The alert went out around 4:52 p.m. (that’s 11 in gematria, for anyone counting). Resident’s cellphones buzzed with an auto alert reading, “GOTHAM CITY MO PURPLE/GREEN 1978 DODGE 3700 GT MO UKIDME.” (That’s the car driven by the Joker’s goons in the 1989 Batman flick).
Interestingly, Wired ran a story in 2012 entitled, “Kansas City and the Flash’s Hometown.” You can read the article in its entirety HERE. In summary, the article talks about how the metropolis cities mentioned in the comics are all fictional towns, but they are all based in reality and are likely mirroring real places. These cities can be traced rather easily on fan sites, maps, and by matching famous landmarks that get honorable mention in the comic multiverse.
So, apparently, the Flash is from Central City, which experts (read: nerds with tons of time on their hands) believe that Central City is Kansas City.

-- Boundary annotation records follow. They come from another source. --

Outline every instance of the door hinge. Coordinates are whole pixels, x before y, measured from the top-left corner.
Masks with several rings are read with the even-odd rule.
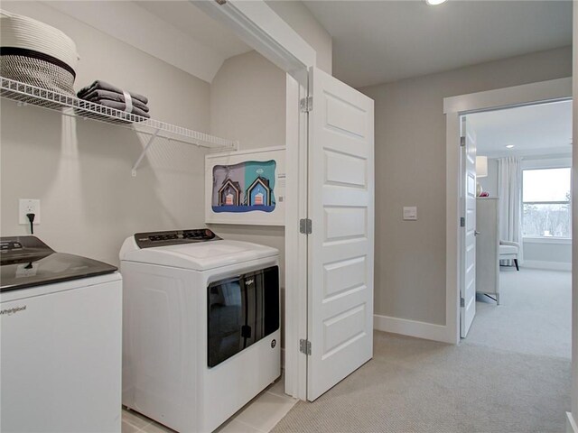
[[[303,340],[303,338],[299,340],[299,352],[305,355],[311,355],[311,341]]]
[[[299,102],[299,109],[302,113],[309,113],[313,109],[313,97],[303,97]]]
[[[311,222],[311,219],[303,218],[299,220],[299,233],[311,235],[312,231],[312,223]]]

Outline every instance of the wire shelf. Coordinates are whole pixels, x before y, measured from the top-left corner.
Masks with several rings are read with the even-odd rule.
[[[238,148],[238,143],[232,140],[226,140],[158,120],[148,119],[4,77],[0,77],[0,97],[2,97],[17,101],[23,105],[30,104],[31,106],[59,111],[65,115],[113,124],[133,129],[138,133],[147,134],[151,135],[151,141],[146,148],[155,137],[163,137],[210,149],[237,150]],[[141,159],[142,157],[139,158],[139,162]],[[135,170],[135,167],[133,171]]]

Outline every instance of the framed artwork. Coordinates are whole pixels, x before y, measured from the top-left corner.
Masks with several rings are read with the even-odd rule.
[[[205,222],[284,226],[285,148],[205,156]]]

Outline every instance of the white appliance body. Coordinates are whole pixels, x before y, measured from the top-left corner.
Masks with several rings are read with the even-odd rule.
[[[0,431],[121,430],[118,272],[0,293]]]
[[[123,404],[179,432],[210,432],[279,377],[279,328],[208,366],[208,286],[278,266],[277,254],[236,241],[139,249],[126,239]]]

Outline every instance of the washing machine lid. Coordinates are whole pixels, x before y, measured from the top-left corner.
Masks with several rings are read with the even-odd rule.
[[[104,275],[112,266],[56,253],[36,236],[0,237],[0,292]]]
[[[125,244],[134,242],[131,236]],[[275,248],[249,242],[216,240],[200,244],[173,244],[154,248],[128,248],[123,245],[120,259],[126,262],[159,264],[175,268],[207,271],[252,260],[275,257]]]

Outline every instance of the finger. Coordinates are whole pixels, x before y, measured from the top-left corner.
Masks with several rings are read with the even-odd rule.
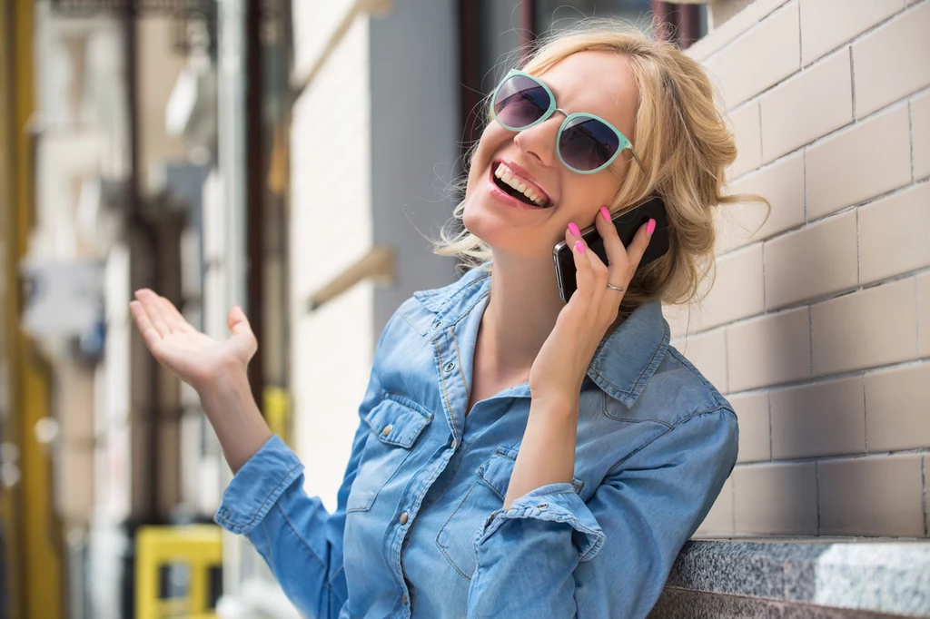
[[[145,308],[145,313],[149,315],[149,320],[152,321],[152,325],[155,327],[155,330],[162,337],[166,337],[171,335],[171,329],[168,327],[167,323],[162,316],[161,304],[158,302],[158,295],[156,295],[152,290],[148,288],[142,288],[141,290],[136,291],[136,298],[142,304]]]
[[[173,333],[184,331],[184,323],[187,321],[185,321],[184,317],[180,315],[179,311],[178,311],[178,308],[175,307],[174,303],[159,295],[158,306],[162,310],[162,317],[165,319],[166,323],[167,323],[168,328],[171,329]]]
[[[606,206],[601,207],[594,221],[598,234],[604,239],[604,248],[607,253],[607,265],[615,273],[621,272],[629,264],[627,249],[623,246],[619,234],[617,233],[617,226],[611,220],[611,214]]]
[[[132,317],[136,321],[139,332],[142,334],[145,345],[149,347],[150,350],[153,349],[155,344],[161,340],[162,336],[152,323],[152,320],[145,310],[145,306],[139,301],[129,301],[129,311],[132,312]]]
[[[578,227],[575,227],[575,230],[578,230]],[[565,242],[572,248],[572,257],[575,260],[576,290],[572,298],[575,298],[576,295],[578,296],[579,304],[585,306],[585,313],[587,313],[587,307],[591,304],[594,289],[594,272],[591,266],[591,252],[584,240],[575,234],[571,228],[565,231]],[[569,299],[570,301],[571,299]]]
[[[584,243],[582,239],[581,243]],[[591,278],[591,307],[589,310],[589,314],[596,315],[601,307],[601,299],[604,298],[604,294],[607,288],[607,282],[609,281],[610,270],[607,265],[604,264],[604,260],[601,257],[597,255],[596,252],[591,250],[590,247],[585,245],[588,250],[585,255],[588,259],[591,260],[591,271],[593,277]]]
[[[649,219],[649,221],[640,226],[640,229],[636,230],[636,236],[633,237],[629,249],[627,249],[627,256],[630,258],[631,276],[636,272],[636,269],[639,267],[639,263],[643,259],[643,255],[645,254],[646,247],[649,246],[649,241],[652,239],[655,231],[655,219]]]
[[[233,336],[252,333],[252,325],[246,317],[246,312],[238,305],[230,310],[226,315],[226,325]]]

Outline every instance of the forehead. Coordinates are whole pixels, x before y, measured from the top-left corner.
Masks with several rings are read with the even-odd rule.
[[[631,131],[639,89],[625,54],[576,52],[538,73],[538,77],[551,89],[563,110],[597,114],[621,131]]]

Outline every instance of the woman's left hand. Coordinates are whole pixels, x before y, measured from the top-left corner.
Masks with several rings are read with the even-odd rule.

“While Central City was initially placed in Ohio, it now seems to be firmly located on the border between Missouri and Kansas on the Missouri river. What else is there? Kansas City. A careful reading of maps seems to locate Central City (and its Keystone City, its sister city across the river) several miles northwest of Kansas City. But let’s not linger on unnecessary details. Clearly, the twin cities of Central City and Keystone City are the two Kansas Cities, Kansas and Missouri. And we are proud to have the Flash live here.”
And in the ultimate display of mimesis, wouldn’t you know it, Kansas City just happens to be the city the Google Fiber project calls home. No, Google Fiber isn’t mass producing boxes of Colon Blow for the aid of smooth stools…we are talking fiber optics—super-duper fast internet speeds.
And this geographic discovery is even more synchronistic considering The Flash is known as “The Fastest Man Alive,” and according to the D.C. Comics’ own website:
“The Flash has mastery over not just speed, but time itself, and he has often used his powers to travel though different eras and even into other dimensions. Although the Flash has not always been fast enough to outrun personal tragedy when it has come for him, he always does his best to prevent the same from happening to the people of Central City and Keystone City.”
So, was this alert that went out to the entire state of Missouri (the day before 5G is set to go live) truly an “accident”—some boy in blue fumbling at the switchboard—or is this just another one of many silly little brain teasers with a bomb attached to it, put out by the cosmic Riddler to appease his own insatiable boredom at our expense?
Or is 5G and Google Fiber really nothing more than figuring out how to load our internet pages faster than a speeding bullet?